I have some Vaseline to use for now as it's only the front section but the Loxeal might be worth getting for around the shaft area.

This just arrived:

















It's the silver version which is not shown on their site. It has a light brushed metal look to it.


----------



## dan1502 (Sep 8, 2012)

Ok so some 'out of the box' photos:

















This shows the label showing it is an EK43 and you can see that the top of the sticker where Mahlkonig would have been has simply been cut off even leaving the adhesive behind.









The burrs before cleaning (they are tested with coffee at the factory so have some residue from new)


----------



## dan1502 (Sep 8, 2012)

The front section removed

































Base removed to show the electronics:


----------



## risky (May 11, 2015)

That's a very different looking pre breaker isn't it?


----------



## dan1502 (Sep 8, 2012)

Front section refitted having cleaned and re-greased everything









Most of the external fixings changed to stainless steel









I wanted to remove the rotor but the circlip pliers I have aren't big enough for the rear circlip and in trying to use them they slipped and I scratched the paint at the rear so decided not to keep trying and reassemble an test it.

It has an EU Schuko plug.
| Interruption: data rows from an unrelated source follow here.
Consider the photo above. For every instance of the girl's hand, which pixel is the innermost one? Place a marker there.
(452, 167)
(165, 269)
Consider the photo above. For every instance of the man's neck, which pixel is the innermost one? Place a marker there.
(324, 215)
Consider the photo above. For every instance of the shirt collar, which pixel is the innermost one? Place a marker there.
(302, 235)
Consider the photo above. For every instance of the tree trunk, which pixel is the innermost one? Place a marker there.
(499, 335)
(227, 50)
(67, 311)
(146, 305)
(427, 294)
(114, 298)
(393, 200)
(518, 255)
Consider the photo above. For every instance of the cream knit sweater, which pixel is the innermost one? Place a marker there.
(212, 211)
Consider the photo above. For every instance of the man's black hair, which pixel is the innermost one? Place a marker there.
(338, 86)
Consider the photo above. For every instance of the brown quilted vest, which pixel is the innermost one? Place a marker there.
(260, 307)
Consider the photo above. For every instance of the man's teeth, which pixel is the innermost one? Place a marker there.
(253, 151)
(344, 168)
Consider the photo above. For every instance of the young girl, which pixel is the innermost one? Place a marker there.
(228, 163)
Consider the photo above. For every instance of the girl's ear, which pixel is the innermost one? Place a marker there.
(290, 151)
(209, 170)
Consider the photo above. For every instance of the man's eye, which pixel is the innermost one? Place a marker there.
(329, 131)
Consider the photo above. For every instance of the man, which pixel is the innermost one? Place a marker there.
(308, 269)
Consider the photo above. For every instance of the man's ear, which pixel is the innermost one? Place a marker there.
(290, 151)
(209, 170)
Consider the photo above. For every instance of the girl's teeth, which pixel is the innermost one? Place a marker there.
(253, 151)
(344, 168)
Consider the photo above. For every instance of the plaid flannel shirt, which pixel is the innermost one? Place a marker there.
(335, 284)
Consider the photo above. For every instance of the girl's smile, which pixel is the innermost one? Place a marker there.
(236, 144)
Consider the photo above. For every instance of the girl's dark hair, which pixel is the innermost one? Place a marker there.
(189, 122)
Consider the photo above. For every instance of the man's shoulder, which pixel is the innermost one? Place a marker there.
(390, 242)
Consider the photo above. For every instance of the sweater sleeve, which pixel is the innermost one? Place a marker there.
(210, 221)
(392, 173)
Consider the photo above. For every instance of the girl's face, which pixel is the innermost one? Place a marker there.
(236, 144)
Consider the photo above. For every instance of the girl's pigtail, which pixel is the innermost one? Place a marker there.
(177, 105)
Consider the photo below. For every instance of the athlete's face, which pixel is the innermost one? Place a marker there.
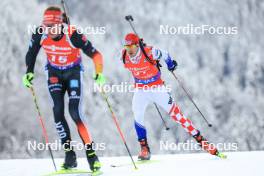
(53, 29)
(132, 49)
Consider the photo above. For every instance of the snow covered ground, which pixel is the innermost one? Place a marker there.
(237, 163)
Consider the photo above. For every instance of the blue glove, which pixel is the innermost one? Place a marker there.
(171, 64)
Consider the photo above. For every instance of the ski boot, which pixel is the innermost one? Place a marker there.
(209, 147)
(145, 151)
(93, 160)
(70, 160)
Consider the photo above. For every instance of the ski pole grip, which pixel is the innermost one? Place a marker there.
(129, 18)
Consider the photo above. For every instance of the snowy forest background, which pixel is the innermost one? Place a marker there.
(224, 73)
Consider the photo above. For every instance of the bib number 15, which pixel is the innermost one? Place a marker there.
(60, 59)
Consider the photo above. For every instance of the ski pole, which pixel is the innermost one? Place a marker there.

I tried it with a standard EU adapter and it worked. I then fitted an earthed Schuko adapter and it then tripped the mains on start up. I tried the other adapter again briefly and got a small shock off the case.

I decided that rather than try and disassemble it further myself I would visit my engineer friend. I've just got back.

We removed the circlip from the rear and carefully tapped the rotor shaft out of the rear bearing. There was some light corrosion on the rotor and slots which was presumably why it was originally stuck. This is the rotor:









You can see the centrifugal switch actuator which moves towards the end as the motor gets to speed switching a switch which presumably either disconnects the start-up capacitor or changes the winding circuit (I'm not sure). All looking great.









The above is the switch. The plastic part of the centrifugal switch mechanism pushes against the prongs and the contacts touch. This is where the problem was found. The black wire is virtually severed and the earth insulation damaged which will be the cause of the short.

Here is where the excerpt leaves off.